My Dad – one of my biggest fans (Race Report: Man-Up 10K)

I was never an athlete in high school or college.

Okay, okay, I know my sweet fiance is going to have a problem with that statement. I was never a competitive athlete in high school or college (or earlier). I swam on the neighborhood swim team when I was little. I’ve been a downhill skier since I was three years old, and have cross-country skied some in the last handful of years. And until fall 2010, while I ran to stay fit (not to mention sane), I wasn’t a competitive runner. I didn’t run cross country or track – I never had the confidence for it. Now, I’m still a mid-packer, but the speed gains I’ve made in the past year – purely competing against myself – have given me a new feeling: that of an athlete.

My dad, on the other hand, has been a competitive athlete pretty much all of his life. Since he was pretty young, he’s been a competitive swimmer. The last couple decades he has swum with the Ohio Master’s, and is competing in the Senior Olympics this summer in a few events. Our family definitely has a competitive gene, and apparently it is alive and well with me. But more than anything, it’s made it so my dad is one of my biggest fans.

My dad drove out to cheer me on at Spring Thaw in February – a 10 miler I was using as a training run for the Pittsburgh half. It was the first time he had seen me race, and having him there cheering me on gave me an unbelievable boost. So when Father’s Day rolled around and he planned to drive into Pittsburgh, I mentioned that I was running Man-Up 10K, the annual Father’s Day race for prostate cancer (which took my Granddad’s life after a 20-year battle, in 2009). This time, instead of a leisurely 10 a.m., the race was at 8 a.m., so he’d have to get up at the crack of dawn. I gave him an out – mentioned I was running it, but if he couldn’t make it that was perfectly fine. It was going to be extremely early after all.

But he came anyway.

We both woke up at 5 a.m. – in separate cities – as I got to work eating my oatmeal and hydrating and waiting for the pouring rain to ease (it did… temporarily). It was warm and muggy as I drove to the race site and picked up my packet, and even got a kind stranger to pin my “in memory of” bib to my packet. I love runners.

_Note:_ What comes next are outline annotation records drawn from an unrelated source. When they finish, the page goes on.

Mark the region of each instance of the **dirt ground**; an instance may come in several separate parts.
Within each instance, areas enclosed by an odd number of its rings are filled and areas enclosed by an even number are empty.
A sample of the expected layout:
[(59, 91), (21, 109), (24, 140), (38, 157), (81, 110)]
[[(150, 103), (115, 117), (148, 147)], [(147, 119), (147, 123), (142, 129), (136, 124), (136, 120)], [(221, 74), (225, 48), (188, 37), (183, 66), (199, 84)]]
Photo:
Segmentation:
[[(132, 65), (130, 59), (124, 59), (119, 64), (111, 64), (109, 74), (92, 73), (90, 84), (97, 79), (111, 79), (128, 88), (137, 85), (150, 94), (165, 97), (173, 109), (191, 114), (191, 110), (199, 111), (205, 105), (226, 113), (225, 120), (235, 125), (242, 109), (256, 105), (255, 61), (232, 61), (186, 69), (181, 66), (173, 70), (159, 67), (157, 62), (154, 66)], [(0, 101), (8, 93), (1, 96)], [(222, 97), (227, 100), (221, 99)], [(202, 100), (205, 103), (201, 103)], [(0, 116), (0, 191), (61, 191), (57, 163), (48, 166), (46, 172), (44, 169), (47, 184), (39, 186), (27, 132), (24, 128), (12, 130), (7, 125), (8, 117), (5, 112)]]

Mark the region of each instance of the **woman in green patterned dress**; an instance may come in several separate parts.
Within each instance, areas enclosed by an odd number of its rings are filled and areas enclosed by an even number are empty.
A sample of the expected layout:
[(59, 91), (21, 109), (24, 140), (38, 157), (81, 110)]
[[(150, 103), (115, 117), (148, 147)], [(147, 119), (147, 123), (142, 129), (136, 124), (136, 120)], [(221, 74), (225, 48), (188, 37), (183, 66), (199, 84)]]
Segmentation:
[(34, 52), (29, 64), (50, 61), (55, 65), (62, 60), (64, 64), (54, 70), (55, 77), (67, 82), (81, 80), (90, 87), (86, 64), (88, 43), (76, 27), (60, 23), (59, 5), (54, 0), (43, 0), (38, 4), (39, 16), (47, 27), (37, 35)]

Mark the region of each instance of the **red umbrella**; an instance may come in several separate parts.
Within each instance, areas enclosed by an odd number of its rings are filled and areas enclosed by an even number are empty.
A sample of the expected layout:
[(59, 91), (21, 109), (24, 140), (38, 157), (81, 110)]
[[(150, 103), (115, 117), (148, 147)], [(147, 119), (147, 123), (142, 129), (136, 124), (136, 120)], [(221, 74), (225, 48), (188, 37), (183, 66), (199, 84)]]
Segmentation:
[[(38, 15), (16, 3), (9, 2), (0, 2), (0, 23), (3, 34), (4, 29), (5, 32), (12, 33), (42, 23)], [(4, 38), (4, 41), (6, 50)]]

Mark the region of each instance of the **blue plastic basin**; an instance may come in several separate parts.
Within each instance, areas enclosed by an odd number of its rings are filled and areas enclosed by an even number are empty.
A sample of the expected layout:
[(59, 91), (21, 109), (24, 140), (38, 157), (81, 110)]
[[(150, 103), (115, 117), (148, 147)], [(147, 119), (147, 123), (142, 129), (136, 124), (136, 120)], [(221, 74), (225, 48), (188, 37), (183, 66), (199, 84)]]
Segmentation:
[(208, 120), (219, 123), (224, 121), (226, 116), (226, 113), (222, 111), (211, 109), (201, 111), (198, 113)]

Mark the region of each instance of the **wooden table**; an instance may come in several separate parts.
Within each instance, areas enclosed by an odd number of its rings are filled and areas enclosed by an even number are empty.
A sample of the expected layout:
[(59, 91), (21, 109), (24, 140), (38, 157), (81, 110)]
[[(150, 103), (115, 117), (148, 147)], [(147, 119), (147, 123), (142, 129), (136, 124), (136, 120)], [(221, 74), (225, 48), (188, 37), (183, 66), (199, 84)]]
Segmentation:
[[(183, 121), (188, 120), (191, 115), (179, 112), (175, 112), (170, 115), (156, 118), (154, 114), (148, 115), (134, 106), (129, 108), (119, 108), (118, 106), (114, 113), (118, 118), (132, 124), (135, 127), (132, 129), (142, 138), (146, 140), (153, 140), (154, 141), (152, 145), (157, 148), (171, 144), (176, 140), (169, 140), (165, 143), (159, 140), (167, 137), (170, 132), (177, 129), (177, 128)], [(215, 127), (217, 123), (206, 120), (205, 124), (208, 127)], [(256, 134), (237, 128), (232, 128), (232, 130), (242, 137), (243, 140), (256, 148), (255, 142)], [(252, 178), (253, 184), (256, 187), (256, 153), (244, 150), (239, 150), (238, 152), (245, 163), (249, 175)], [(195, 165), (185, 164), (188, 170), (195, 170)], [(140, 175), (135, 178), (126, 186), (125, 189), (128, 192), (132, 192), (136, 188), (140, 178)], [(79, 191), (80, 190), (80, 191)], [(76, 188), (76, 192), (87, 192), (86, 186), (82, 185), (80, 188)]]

At about 7:40, my dad arrived, just after I had finished my warm up. I gave him a big hug (and my phone to hang onto – I just joined the smart phone train and hadn’t gotten a spibelt yet to carry the thing!). And of course snapped a couple photos.

I got lined up at the start, chatting with my dad intermittently as I tried to calm down. I get kind of amped for 5- and 10Ks, and with my reduced mileage volume and lack of speedwork, I wasn’t sure I could hold my PR pace (7:40), let alone push harder than that. But I didn’t count on the huge boost I got from my dad’s presence.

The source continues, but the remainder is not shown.